Studying his face as she was, she caught the exact moment when he realized she was echoing his own words from the other night back to him. But still, the confusion remained in his eyes.
“But—you—I…” His nostrils flared as his gaze roamed her body. “I screwed up. And you were rightfully hurt. And angry.”
“Those are both true. But the way I see it, there are more truths for us to explore. One is that there was no way for you to tell me the first night we met that you’d recognized me. Not without revealing me to Tony, which I didn’t want. And definitely not when we were alone in the car together, because I probably would have panicked.”
He nodded. “And then when I went online, you said you wanted to fuck me. Me. And there was no way I could bow out of that private session. Or ruin it by telling you who I was.”
She licked her lips. She wore just light gloss and makeup. Tonight, she was Eden. “What did it do to you, to hear me talk about how I wanted to take you to a hotel room and have my way with you?”
He stepped into the room, stopping at the foot of the bed. “It was the most erotic moment of my life. Until this one.”
“Do you like this? Me tied up?”
“Very much.”
She’d suspected as much. He liked to be in control. It probably had to do with the abuse he’d suffered. With the cuffs, he was assured she wouldn’t touch him unless he wanted to be touched.
The bondage set was for sexual play, and she could get out of it easily if she wanted to. But it gave her limits. A reminder to keep her hands to herself until he was ready.
Plus, it would be fun. She liked the way he played.
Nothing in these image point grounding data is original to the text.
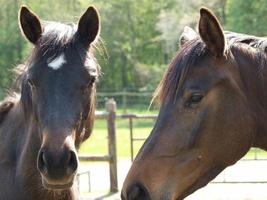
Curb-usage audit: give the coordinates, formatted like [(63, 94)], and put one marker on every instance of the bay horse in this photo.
[(213, 109), (42, 128)]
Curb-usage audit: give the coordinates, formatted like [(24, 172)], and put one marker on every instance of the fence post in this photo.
[(111, 109)]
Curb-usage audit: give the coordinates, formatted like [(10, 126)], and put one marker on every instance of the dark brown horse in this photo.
[(42, 128), (213, 100)]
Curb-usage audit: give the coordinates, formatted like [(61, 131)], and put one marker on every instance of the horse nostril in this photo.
[(137, 192), (41, 161), (72, 161)]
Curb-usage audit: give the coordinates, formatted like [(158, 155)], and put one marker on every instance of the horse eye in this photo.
[(194, 99), (30, 83), (92, 81)]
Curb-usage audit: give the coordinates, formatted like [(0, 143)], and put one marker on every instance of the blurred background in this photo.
[(140, 37)]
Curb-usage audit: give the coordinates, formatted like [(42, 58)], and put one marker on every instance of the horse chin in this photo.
[(56, 185)]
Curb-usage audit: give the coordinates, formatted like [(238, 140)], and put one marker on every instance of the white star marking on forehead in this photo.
[(57, 62)]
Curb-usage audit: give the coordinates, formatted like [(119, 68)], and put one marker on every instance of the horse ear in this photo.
[(211, 32), (30, 24), (89, 26), (187, 35)]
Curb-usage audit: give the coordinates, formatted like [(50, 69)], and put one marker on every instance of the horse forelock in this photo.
[(190, 54), (177, 71)]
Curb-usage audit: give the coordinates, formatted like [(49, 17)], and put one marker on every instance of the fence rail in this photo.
[(110, 116)]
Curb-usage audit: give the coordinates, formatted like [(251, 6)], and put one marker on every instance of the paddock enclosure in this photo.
[(134, 43)]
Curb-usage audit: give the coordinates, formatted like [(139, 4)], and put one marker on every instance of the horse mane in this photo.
[(54, 40), (192, 51), (176, 73)]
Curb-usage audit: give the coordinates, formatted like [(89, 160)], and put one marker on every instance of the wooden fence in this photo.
[(111, 158)]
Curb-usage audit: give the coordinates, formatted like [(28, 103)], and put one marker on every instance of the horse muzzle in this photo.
[(57, 168)]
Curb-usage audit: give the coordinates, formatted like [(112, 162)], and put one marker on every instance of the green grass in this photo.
[(98, 143)]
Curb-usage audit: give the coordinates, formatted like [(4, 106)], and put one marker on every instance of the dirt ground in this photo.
[(242, 171)]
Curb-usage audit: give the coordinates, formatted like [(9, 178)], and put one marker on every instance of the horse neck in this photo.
[(253, 72)]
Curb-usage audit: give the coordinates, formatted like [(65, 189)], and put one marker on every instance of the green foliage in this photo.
[(247, 16), (140, 37)]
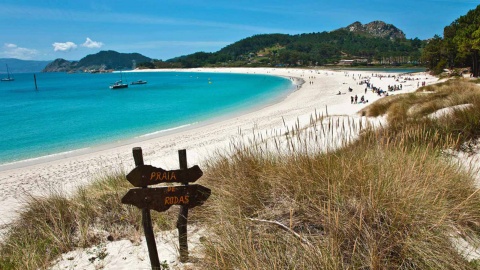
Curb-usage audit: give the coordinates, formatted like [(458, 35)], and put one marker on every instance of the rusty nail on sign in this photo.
[(146, 175), (160, 199)]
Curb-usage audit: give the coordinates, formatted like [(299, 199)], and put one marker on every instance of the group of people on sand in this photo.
[(354, 100)]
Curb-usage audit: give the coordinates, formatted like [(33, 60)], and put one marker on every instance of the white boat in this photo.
[(8, 79), (138, 82), (119, 84)]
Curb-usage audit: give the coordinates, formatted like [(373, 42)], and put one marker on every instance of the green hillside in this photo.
[(323, 48)]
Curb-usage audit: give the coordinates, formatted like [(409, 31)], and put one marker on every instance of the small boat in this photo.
[(8, 79), (118, 84), (138, 82)]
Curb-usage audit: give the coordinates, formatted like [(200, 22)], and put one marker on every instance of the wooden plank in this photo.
[(147, 219), (162, 198), (146, 175), (183, 215)]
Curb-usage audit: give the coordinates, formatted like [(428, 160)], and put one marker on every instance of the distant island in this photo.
[(373, 44), (104, 61), (357, 44)]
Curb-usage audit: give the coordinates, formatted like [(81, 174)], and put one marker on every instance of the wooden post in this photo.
[(183, 214), (147, 220), (35, 80)]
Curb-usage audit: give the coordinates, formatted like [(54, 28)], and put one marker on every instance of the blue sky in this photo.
[(162, 29)]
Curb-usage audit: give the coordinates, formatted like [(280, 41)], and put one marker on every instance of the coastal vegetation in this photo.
[(376, 42), (390, 199), (459, 46)]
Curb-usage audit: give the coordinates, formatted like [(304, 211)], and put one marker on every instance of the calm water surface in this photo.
[(72, 111)]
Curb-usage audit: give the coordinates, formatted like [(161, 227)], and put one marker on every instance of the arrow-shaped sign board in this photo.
[(146, 175), (161, 198)]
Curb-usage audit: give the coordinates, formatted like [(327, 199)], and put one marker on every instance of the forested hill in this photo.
[(104, 60), (459, 47), (376, 42)]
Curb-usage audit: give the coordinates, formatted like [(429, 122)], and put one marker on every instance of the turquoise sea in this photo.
[(74, 111)]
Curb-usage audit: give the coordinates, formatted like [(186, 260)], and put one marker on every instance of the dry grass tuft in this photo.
[(56, 224)]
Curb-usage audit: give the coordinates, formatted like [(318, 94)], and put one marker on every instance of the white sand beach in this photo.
[(316, 91)]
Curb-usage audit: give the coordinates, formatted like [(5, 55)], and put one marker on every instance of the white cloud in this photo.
[(92, 44), (13, 51), (64, 47)]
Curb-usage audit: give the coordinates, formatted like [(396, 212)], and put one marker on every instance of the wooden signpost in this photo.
[(162, 198)]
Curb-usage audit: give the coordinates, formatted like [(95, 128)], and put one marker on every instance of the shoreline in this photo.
[(317, 93), (156, 134)]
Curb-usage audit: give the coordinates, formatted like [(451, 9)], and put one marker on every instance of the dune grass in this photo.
[(388, 200), (50, 226)]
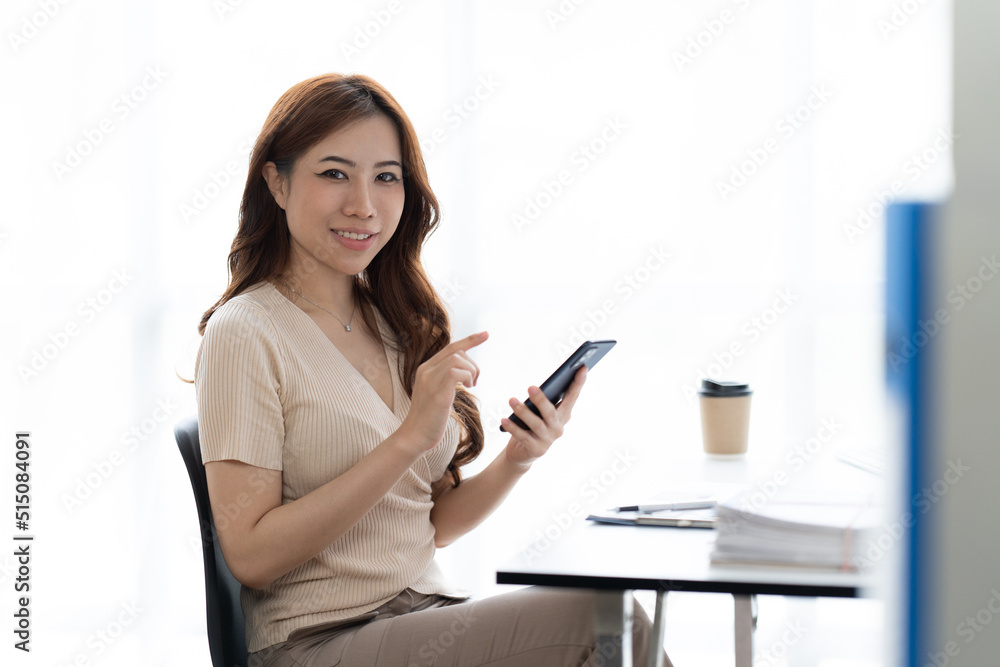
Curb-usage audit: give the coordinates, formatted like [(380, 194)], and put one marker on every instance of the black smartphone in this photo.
[(556, 385)]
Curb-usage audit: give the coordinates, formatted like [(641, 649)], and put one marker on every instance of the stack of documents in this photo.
[(694, 518), (819, 530)]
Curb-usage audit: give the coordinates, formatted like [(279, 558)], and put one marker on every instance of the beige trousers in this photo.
[(543, 627)]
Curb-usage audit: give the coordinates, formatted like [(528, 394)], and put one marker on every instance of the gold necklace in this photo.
[(347, 326)]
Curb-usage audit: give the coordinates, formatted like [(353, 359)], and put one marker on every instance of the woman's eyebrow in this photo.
[(352, 163)]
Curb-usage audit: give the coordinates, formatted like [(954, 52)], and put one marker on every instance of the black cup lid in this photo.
[(719, 388)]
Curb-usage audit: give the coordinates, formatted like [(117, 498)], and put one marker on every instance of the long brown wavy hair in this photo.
[(394, 282)]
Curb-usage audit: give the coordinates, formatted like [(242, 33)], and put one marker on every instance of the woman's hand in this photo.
[(525, 447), (434, 390)]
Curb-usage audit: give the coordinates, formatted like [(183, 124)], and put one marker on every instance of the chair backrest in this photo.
[(226, 638)]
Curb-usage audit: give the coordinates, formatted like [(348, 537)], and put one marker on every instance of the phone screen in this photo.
[(588, 354)]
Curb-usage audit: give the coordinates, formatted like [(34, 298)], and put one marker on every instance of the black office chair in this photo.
[(226, 638)]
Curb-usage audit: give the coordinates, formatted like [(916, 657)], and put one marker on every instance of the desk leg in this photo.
[(746, 623), (613, 627), (659, 631)]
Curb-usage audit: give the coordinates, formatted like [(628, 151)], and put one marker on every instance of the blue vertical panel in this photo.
[(910, 346)]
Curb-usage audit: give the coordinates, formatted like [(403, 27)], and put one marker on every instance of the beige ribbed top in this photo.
[(274, 392)]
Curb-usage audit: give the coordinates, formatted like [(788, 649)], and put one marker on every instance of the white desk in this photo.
[(617, 560)]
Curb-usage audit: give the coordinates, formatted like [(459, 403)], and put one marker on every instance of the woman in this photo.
[(335, 415)]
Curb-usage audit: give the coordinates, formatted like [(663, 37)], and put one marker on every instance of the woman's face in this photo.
[(343, 198)]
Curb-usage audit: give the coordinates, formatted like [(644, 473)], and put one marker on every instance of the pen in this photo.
[(687, 505)]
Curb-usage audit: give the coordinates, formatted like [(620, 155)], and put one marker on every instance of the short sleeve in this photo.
[(239, 381)]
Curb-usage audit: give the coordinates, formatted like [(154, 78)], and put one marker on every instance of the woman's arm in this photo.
[(262, 539), (459, 510)]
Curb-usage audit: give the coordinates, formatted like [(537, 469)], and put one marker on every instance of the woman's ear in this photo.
[(276, 183)]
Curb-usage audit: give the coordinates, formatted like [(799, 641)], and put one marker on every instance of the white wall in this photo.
[(967, 537)]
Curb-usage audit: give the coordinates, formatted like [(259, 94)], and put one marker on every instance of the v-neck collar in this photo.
[(393, 370)]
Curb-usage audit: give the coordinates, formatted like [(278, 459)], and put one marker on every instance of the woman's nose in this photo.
[(360, 202)]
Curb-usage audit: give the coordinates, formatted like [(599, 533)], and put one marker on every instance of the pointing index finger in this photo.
[(469, 342)]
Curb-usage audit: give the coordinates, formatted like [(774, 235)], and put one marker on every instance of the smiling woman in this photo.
[(341, 440)]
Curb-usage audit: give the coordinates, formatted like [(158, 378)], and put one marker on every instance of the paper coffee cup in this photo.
[(725, 417)]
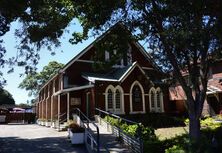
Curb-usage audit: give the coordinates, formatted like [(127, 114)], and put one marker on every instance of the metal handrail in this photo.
[(118, 117), (126, 120), (80, 113)]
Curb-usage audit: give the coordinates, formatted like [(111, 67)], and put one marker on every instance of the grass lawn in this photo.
[(167, 133)]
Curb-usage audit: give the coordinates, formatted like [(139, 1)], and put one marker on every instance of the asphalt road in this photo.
[(18, 138)]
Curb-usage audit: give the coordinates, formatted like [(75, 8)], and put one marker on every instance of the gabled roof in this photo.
[(141, 49), (79, 55), (116, 75)]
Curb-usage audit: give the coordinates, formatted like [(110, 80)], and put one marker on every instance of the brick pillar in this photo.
[(55, 107), (49, 108), (68, 106), (59, 98)]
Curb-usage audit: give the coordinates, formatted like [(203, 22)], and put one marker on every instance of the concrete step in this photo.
[(108, 141)]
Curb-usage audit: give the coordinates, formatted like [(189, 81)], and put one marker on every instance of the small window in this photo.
[(110, 99), (152, 99), (137, 94), (118, 99), (107, 56), (158, 99)]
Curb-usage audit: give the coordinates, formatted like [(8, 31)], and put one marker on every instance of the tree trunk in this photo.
[(194, 127)]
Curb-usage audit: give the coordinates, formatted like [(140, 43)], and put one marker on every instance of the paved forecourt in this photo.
[(19, 138)]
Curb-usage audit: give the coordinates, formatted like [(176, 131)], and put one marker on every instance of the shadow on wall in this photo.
[(39, 145)]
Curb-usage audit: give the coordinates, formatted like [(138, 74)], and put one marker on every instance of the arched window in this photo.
[(152, 99), (137, 94), (159, 100), (156, 100), (115, 99), (118, 99), (110, 99), (137, 101)]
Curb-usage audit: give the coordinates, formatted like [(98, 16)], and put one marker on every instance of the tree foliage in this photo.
[(183, 34), (33, 82), (6, 97)]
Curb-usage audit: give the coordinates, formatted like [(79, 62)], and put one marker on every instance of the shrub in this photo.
[(75, 128), (175, 149), (147, 133)]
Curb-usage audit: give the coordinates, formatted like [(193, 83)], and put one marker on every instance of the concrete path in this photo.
[(35, 139), (108, 142)]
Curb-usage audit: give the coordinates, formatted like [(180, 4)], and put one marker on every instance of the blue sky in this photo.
[(63, 54)]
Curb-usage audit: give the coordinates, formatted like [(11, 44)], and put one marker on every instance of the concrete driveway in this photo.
[(18, 138)]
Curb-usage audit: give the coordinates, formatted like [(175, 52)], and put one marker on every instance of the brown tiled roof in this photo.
[(177, 93), (216, 82), (214, 86)]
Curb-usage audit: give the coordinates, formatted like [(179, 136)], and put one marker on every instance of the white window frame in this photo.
[(152, 90), (113, 89), (131, 98), (161, 108), (156, 108), (121, 110), (107, 56)]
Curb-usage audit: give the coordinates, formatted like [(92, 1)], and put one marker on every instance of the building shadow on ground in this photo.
[(39, 145)]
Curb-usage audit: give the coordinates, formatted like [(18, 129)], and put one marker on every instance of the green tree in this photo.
[(6, 97), (33, 82), (183, 34)]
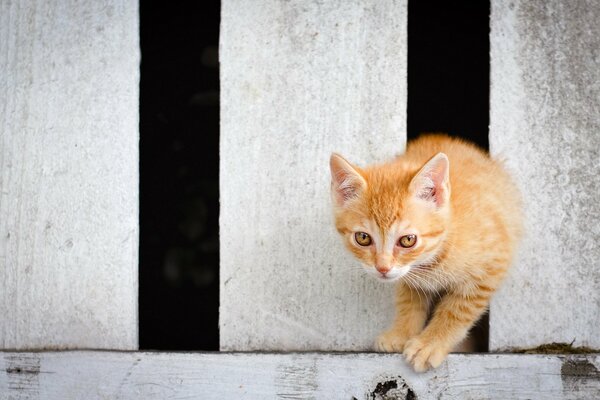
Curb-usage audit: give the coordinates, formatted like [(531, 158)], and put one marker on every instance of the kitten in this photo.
[(441, 220)]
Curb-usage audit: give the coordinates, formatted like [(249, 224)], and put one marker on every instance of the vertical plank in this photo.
[(299, 80), (544, 121), (68, 174)]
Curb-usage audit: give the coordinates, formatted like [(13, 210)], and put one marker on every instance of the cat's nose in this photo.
[(383, 269)]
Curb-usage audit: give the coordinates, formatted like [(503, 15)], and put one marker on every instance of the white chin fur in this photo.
[(392, 276)]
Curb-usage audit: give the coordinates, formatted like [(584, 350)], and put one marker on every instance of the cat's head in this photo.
[(392, 217)]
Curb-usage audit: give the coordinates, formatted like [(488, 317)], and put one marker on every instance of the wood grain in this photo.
[(69, 75), (300, 80), (545, 91), (136, 375)]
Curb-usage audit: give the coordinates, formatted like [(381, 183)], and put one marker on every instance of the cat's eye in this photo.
[(407, 241), (363, 238)]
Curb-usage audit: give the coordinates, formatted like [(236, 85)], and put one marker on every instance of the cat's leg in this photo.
[(454, 315), (412, 309)]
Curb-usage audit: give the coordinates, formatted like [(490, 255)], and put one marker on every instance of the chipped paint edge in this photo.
[(155, 375)]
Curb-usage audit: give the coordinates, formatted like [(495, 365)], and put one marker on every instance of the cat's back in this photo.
[(484, 198)]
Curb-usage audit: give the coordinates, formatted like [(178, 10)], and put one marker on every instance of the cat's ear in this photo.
[(432, 182), (346, 181)]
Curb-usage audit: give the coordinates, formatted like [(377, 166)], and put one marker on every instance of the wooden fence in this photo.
[(299, 79)]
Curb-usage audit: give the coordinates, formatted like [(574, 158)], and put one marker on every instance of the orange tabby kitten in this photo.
[(442, 220)]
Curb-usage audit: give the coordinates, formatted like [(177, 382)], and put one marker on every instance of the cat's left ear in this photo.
[(432, 182), (346, 181)]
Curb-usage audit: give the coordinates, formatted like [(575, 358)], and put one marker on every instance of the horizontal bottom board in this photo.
[(157, 375)]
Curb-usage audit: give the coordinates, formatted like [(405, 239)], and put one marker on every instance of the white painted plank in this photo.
[(110, 375), (299, 80), (69, 73), (545, 107)]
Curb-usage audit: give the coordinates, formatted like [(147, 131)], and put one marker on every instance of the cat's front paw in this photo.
[(423, 355), (390, 342)]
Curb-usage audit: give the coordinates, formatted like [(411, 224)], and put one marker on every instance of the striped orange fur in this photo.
[(463, 212)]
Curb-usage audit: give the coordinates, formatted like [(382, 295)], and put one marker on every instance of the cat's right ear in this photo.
[(346, 181)]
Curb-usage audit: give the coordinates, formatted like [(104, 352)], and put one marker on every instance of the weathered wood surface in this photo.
[(133, 375), (69, 73), (299, 80), (545, 108)]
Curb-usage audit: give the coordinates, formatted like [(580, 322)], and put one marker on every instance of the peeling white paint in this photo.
[(136, 375), (545, 120), (299, 80), (69, 76)]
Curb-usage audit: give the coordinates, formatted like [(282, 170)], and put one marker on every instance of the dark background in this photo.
[(448, 91)]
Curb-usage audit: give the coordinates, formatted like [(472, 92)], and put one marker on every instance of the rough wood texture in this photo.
[(68, 174), (544, 121), (301, 79), (109, 375)]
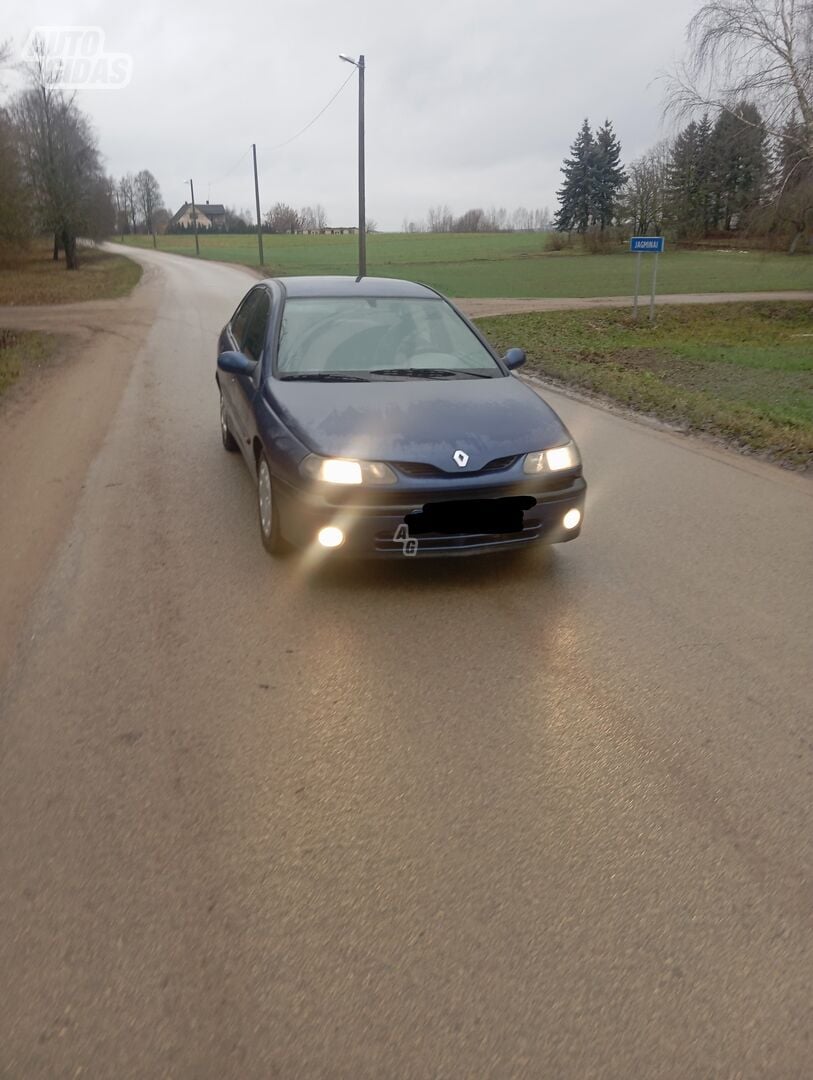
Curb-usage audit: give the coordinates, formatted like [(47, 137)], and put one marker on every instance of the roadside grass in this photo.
[(742, 372), (21, 350), (32, 277), (505, 265)]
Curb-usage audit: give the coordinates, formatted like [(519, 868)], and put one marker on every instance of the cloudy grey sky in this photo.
[(471, 104)]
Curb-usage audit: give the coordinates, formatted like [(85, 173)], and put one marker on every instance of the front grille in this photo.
[(421, 469)]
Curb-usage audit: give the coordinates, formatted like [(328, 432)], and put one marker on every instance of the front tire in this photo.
[(270, 532), (230, 442)]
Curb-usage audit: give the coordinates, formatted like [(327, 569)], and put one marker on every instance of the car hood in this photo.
[(423, 420)]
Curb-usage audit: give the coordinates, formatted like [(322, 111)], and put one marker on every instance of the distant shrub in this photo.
[(558, 241)]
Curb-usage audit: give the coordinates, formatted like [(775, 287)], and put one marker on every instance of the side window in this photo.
[(254, 339), (241, 316)]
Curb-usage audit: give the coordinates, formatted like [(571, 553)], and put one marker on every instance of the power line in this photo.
[(233, 167), (312, 122)]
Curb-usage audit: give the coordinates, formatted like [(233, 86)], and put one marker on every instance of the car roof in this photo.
[(336, 285)]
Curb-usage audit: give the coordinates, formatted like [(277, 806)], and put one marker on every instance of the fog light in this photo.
[(330, 537)]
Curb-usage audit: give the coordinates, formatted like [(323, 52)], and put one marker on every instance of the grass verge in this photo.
[(32, 277), (742, 372), (504, 264), (21, 350)]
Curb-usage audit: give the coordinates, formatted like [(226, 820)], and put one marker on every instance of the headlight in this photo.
[(347, 471), (553, 460)]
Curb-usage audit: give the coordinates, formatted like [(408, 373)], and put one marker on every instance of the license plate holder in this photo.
[(471, 516)]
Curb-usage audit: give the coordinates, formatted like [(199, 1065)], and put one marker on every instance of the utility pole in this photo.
[(257, 199), (362, 212), (194, 221)]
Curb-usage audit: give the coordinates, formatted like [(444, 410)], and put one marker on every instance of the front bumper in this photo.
[(375, 520)]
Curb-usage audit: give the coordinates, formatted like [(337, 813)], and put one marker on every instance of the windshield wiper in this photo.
[(325, 377), (431, 373)]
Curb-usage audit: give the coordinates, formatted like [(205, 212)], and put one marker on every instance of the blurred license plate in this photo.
[(471, 516)]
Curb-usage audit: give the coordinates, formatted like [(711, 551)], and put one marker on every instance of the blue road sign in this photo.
[(652, 244)]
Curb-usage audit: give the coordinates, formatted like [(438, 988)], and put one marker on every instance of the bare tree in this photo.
[(282, 218), (127, 193), (148, 194), (439, 219), (760, 51), (312, 218), (61, 160), (15, 201), (644, 197)]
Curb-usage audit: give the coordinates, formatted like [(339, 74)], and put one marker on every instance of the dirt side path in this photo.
[(52, 423), (478, 307)]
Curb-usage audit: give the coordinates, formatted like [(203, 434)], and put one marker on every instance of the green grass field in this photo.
[(31, 277), (510, 265), (743, 372), (19, 351)]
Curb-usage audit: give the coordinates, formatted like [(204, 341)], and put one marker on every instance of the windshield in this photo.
[(369, 337)]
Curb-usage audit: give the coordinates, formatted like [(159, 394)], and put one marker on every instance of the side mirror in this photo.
[(235, 363), (514, 358)]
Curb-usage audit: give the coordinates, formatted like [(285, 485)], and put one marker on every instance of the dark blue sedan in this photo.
[(377, 420)]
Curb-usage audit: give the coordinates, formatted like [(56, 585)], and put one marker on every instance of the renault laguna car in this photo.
[(377, 420)]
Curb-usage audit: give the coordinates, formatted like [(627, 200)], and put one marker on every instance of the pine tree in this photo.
[(739, 153), (608, 176), (577, 193), (688, 174)]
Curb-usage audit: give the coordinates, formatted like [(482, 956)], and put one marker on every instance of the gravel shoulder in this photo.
[(52, 422)]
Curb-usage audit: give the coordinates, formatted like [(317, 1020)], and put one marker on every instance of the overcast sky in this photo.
[(471, 104)]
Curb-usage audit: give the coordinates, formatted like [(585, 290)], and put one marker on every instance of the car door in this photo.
[(252, 337), (232, 335)]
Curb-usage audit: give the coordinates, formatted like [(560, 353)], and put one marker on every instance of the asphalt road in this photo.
[(546, 817)]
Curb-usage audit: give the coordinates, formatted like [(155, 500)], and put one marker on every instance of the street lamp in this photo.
[(362, 216)]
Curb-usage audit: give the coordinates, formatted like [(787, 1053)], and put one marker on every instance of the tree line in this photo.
[(742, 163), (51, 174), (497, 219)]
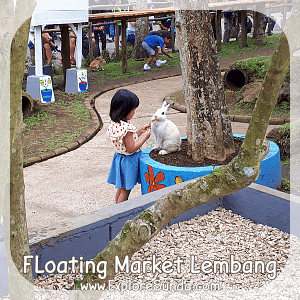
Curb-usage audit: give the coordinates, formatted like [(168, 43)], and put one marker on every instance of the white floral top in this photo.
[(117, 131)]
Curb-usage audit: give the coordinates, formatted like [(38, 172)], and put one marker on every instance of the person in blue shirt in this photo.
[(150, 44)]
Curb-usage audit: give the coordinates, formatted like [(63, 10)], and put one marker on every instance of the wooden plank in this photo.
[(129, 14)]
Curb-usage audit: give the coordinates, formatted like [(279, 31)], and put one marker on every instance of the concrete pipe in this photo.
[(27, 105), (235, 78)]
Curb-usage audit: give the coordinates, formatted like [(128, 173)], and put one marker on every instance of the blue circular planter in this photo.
[(155, 175)]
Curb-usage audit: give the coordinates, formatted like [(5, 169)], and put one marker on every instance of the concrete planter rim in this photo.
[(148, 160)]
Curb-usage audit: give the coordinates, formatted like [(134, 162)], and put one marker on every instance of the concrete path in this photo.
[(74, 183)]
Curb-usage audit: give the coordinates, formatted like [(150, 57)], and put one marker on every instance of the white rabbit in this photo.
[(166, 133)]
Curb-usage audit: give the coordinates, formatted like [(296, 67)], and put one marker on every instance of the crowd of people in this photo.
[(104, 33)]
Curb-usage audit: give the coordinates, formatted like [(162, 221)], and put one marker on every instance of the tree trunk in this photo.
[(260, 27), (209, 131), (141, 32), (243, 28), (65, 49), (18, 228), (239, 173)]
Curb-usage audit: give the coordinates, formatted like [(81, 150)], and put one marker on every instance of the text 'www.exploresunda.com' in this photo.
[(152, 286)]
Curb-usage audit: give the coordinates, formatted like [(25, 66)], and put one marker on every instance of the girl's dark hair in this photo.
[(122, 103)]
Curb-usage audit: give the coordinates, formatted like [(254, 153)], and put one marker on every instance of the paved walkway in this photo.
[(74, 183)]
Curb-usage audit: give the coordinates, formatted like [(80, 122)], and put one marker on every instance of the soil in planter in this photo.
[(181, 159)]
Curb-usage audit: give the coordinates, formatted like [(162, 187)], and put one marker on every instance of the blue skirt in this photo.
[(125, 170)]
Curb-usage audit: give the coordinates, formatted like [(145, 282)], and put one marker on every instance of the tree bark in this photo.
[(239, 173), (259, 26), (18, 227), (141, 32), (65, 49), (209, 131), (243, 28)]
She nodded toward the padded cuffs at the foot of the bed. They were two ends of a long strap that went between the box spring and mattress because the bed didn’t have a footboard to hook the straps to. “If you want to cuff my ankles, keeping my legs open for you, you can.” She spread her legs as she spoke, so he’d see the position she’d be in.
She’d exposed herself like this—not with the bondage toys, but still offering her body to men she couldn’t see—hundreds of times online. Even so, her heart pounded as she offered herself up for real for the first time.